Sebuah artikel opini yang diterbitkan oleh Wall Street Journal (WSJ) pekan ini berjudul "Jika Orang India dan Pakistan Bisa Relokasi, Kenapa Tidak Orang Gaza?" telah memicu banyak kritik di dunia maya. Banyak orang menganggap argumen dalam artikel tersebut mengabaikan kekerasan yang terjadi setelah pemisahan India pada tahun 1947.

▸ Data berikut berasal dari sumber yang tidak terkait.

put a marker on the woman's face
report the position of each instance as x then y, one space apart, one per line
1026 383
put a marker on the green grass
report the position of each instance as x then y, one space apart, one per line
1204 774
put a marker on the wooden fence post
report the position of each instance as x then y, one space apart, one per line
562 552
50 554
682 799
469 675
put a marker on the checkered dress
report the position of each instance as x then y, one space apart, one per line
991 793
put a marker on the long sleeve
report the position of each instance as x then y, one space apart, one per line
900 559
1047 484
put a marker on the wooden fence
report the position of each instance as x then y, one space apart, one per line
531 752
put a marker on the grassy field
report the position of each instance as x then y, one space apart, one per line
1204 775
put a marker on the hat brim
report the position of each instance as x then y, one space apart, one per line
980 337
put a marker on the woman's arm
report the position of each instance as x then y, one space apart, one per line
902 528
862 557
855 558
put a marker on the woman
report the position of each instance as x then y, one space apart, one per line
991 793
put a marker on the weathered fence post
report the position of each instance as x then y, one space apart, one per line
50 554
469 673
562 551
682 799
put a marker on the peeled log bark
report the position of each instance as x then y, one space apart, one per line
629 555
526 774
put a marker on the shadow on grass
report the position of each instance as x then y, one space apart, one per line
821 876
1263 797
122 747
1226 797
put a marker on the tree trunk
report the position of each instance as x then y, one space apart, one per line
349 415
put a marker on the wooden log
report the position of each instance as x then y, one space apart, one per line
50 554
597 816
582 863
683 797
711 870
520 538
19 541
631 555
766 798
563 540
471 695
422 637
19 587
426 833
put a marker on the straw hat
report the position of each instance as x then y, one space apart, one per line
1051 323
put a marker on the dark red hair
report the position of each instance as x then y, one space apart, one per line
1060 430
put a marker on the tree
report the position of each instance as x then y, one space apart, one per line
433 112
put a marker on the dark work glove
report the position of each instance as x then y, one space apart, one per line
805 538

Artikel ini diterbitkan pada hari Rabu dan berpendapat bahwa pemindahan penduduk bukanlah ide baru yang diperkenalkan oleh Presiden AS Donald Trump. Ia dikatakan berencana "mengambil alih" Jalur Gaza dan "membersihkannya" dengan cara memindahkan penduduk Palestina ke negara-negara tetangga. Penulis artikel tersebut menyebutkan bahwa ada banyak contoh dari abad ke-20, termasuk pemisahan India.
Dalam artikel tersebut, penulis mempertanyakan mengapa Pakistan tidak dituntut untuk mengubah demografi religiusnya dengan memberikan "hak kembali" kepada keturunan pengungsi Hindu dan Sikh. "Mengapa Israel harus berbeda?" pertanyaan ini merujuk pada argumen hukum yang menyatakan bahwa pengungsi Palestina dan keturunannya memiliki hak untuk kembali ke tanah asal mereka.
Meskipun artikel tersebut menyebutkan secara singkat kekerasan yang terjadi setelah pemisahan India, di mana 15 juta orang dipaksa meninggalkan rumah mereka, dan hampir dua juta orang tewas dalam prosesnya, banyak pembaca merasa bahwa hal ini tidak cukup diangkat.
Anak-anak dan keturunan dari mereka yang mengalami dampak pemisahan India telah menyampaikan kritik secara kolektif terhadap artikel opini ini. Mereka menegaskan bahwa pengalaman sejarah dan penderitaan yang dialami oleh banyak orang tidak dapat disamakan dengan situasi yang terjadi di Gaza.
Kritik ini menunjukkan betapa pentingnya memahami konteks sejarah dan dampaknya terhadap kehidupan banyak orang sebelum membuat argumen yang menyangkut pemindahan penduduk dan hak kembali.